Washington, DC - 09/20/2012 -

Two million-square-mile regional protected area now within reach 

Kosrae has become the first member of the Federated States of Micronesia to establish shark protections in its waters. The unanimous vote by the legislature in Kosrae, a small island of 7,700 people in the Pacific, is an important step in the creation of the world’s first regional shark sanctuary, which will encompass 2 million square miles of ocean. The legislation now heads to Gov. Lyndon Jackson’s desk for signature.

“The protection of sharks fits into an even larger conservation goal for Micronesia,” said Governor Lyndon Jackson, “This goal, called the Micronesia Challenge, seeks to effectively conserve 30 percent of nearshore resources. But some species, especially sharks, swim in and out of protected areas, so additional policies are needed.”

When signed into law, the Kosrae sanctuary will ban the sale, trade, and possession of shark products in Kosrea and prohibit commercial shark fishing in the 12 mile area under its jurisdiction. Sen. Tulensa Palik, vice chairman of the state’s Committee on Resources and Development, introduced the bill.

“This is an extremely important piece of legislation,” said Palik. “I am proud to have Kosrae be a part of a global movement to protect sharks and the health of our ocean.”

During the Micronesian Chief Executive Summit in July 2011, Jackson and the other leaders pledged to join a much larger effort to create the Micronesia Regional Shark Sanctuary. The agreement includes all four members of the Federated States of Micronesia—Yap, Chuuk, Pohnpei, and Kosrae—as well as the Northern Mariana Islands, Guam, Palau, and the Marshall Islands.

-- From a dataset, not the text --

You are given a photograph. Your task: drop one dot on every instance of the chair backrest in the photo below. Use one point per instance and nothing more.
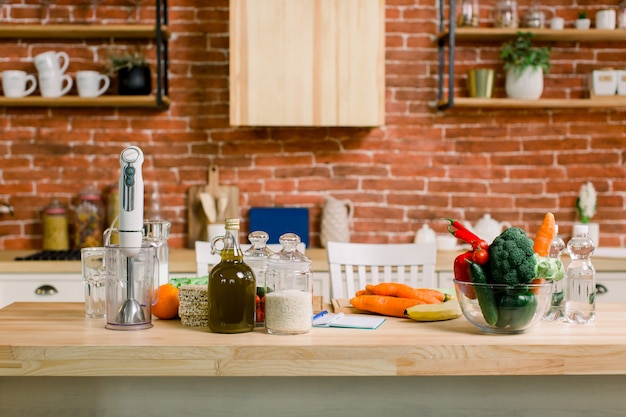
(353, 265)
(204, 258)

It will result in a regional sanctuary covering 2 million square miles.

“Micronesia is leading the world in shark conservation,” said Jill Hepp, director of shark conservation at the Pew Environment Group. “Kosrae is an important piece in the puzzle to protect sharks in the region.”

“Conservation has always been an integral part of life in Kosrae,” said Andy George, executive director of the Kosrae Conservation and Safety Organization. “This is something our people wanted.”

Each year, up to 73 million sharks are killed by people, largely for their fins to supply the demand for shark fin soup. Of the 150 species of shark assessed as Threatened or Near Threatened with extinction by the International Union for Conservation of Nature, at least 30 are known to swim in Micronesia’s waters, including scalloped hammerheads, whale sharks, oceanic whitetips, and several species of reef sharks.

If the other members of the Federated States of Micronesia move forward with their plan to create a sanctuary in the next year, 2.9 million square kilometers (1.1 million square miles) will be added to the more than 4.7 million square kilometers (1.8 million square miles) of ocean worldwide that have already been protected by six shark sanctuaries: Palau, the Maldives, Tokelau, Honduras, the Bahamas, and the Marshall Islands.